In an era marked by global upheaval, designer and Graphis Master Kit Hinrichs continues to wield the power of protest posters to address critical issues. From historical movements to contemporary crises, Kit’s dedication to visual storytelling remains unwavering. Recent events like the invasion of Ukraine and the Iranian protests following Mahsa Amini’s tragic death highlight the enduring relevance of protest posters in our digital age. These tangible expressions of dissent serve as potent tools for communication and mobilization during transformative times.
Through initiatives like “Designers for Peace” (above, left) and the slogan “Woman. Life. Freedom.” (above, right), Kit, alongside designers Carrie Cheung and Taylor Wega, demonstrates how protest posters remain vital for raising awareness and advocating for change. As the principal and creative director of Studio Hinrichs, his legacy embodies the lasting impact of visual storytelling in the pursuit of justice and social progress.
By: Kit Hinrichs
For generations, designers, artists, and photographers have responded to the injustices throughout history, from World War I and II to the Civil Rights Movement to the Vietnam War, with the one tool they have—visual storytelling.
In many cases, it may be the only way we can attempt to steer the course of these monumental events at home or abroad. Two such important incidents happened in 2022: the Russian invasion of Ukraine on February 24, 2022, and the protests in Iran following Mahsa Amini’s death while in police custody on September 16, 2022.
I was so incensed by Putin’s war that I initiated a collaboration with B. Martin Petersen, publisher of Graphis, to create the Designers for Peace call for entries. Our intent was to not only create a strong poster series by gathering submissions from designers around the world but to also raise funds for the people of Ukraine by sending the proceeds to the World Central Kitchen and International Relief teams. Hundreds of designers from over 30 countries responded with a spectacular array of solutions, drawing attention to the plight of the Ukrainian people.
An international group of award-winning designers juried the competition. From the hundreds submitted, a select 60 were shown in a series of poster exhibitions held in the United States, Mexico, Canada, and South Korea. A catalog was also created for the exhibition, which included the platinum and gold winners.
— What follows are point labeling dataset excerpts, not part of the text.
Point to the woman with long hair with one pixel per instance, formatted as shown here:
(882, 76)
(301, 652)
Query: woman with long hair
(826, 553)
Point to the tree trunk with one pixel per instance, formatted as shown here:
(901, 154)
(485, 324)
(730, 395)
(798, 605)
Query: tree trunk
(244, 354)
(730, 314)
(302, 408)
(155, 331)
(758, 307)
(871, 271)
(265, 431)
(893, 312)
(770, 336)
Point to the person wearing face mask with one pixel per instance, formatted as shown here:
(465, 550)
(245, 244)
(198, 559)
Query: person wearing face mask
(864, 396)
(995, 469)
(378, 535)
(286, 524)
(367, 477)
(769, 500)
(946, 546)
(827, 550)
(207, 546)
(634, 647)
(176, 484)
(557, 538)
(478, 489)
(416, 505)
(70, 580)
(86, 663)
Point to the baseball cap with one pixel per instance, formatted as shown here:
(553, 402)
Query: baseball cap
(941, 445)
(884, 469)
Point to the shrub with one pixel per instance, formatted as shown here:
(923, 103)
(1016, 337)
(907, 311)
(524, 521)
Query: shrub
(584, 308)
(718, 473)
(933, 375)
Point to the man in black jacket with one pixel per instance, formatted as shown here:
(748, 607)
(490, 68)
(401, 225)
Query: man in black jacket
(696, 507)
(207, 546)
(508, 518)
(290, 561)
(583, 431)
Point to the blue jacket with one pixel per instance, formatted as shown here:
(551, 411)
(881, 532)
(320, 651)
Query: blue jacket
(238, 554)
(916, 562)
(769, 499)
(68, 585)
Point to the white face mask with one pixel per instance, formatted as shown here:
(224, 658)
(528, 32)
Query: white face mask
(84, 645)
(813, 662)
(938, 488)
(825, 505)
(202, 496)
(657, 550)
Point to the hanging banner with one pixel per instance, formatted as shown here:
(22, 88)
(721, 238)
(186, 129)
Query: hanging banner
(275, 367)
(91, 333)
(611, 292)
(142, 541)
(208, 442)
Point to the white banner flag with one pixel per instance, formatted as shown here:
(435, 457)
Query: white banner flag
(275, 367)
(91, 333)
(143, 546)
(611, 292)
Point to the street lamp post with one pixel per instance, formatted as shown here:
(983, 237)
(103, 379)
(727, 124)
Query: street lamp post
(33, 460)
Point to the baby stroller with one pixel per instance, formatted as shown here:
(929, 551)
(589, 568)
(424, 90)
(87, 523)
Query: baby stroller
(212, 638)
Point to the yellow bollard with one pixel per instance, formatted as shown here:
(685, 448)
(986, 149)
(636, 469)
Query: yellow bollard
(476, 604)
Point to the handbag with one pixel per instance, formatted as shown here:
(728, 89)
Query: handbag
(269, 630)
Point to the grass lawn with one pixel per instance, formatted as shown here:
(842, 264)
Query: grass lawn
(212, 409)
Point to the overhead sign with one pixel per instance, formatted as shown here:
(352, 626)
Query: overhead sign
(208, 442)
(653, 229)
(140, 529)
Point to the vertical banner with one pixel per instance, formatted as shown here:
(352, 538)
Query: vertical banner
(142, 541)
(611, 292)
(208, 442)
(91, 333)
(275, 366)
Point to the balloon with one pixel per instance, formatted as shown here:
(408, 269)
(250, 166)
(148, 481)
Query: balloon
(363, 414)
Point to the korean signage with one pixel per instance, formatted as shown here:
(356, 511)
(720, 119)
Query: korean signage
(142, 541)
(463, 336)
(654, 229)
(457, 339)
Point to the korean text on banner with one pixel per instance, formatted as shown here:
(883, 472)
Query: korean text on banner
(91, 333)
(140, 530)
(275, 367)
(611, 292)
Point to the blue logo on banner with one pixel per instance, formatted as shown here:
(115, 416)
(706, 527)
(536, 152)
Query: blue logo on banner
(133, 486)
Simultaneously, I was asked by a dissident from Iran to join him and a global collection of designers in expressing support for the women of Iran in their fight to correct a political injustice within their own country. The only requirement of the design brief was the use of the phrase “Woman. Life. Freedom.” Those simple words became an international rallying cry to the Iranian government to address the cries of their citizens and bring back civility to the women within their country.
The work of the designer in drawing attention to social issues does not diverge far from client-focused work. Our work is still to tell compelling visual stories and move our audiences to action.
Kit Hinrichs served as principal in several design offices and spent 23 years as a partner of Pentagram before opening Studio Hinrichs in 2009.
Kit’s work is included in the permanent collections of the MoMA, New York and San Francisco, the Los Angeles County Museum of Art, and the Letterform Archive. In addition to his recent book, Narrative Design, he has co-authored five books, including Typewise, Long May She Wave, and The Pentagram Papers. He co-founded @issue: The Journal of Business and Design. Kit has chaired the AIGA Business Conference and the San Francisco Design Lecture Series. He is a member of the Alliance Graphique Internationale and an AIGA medalist.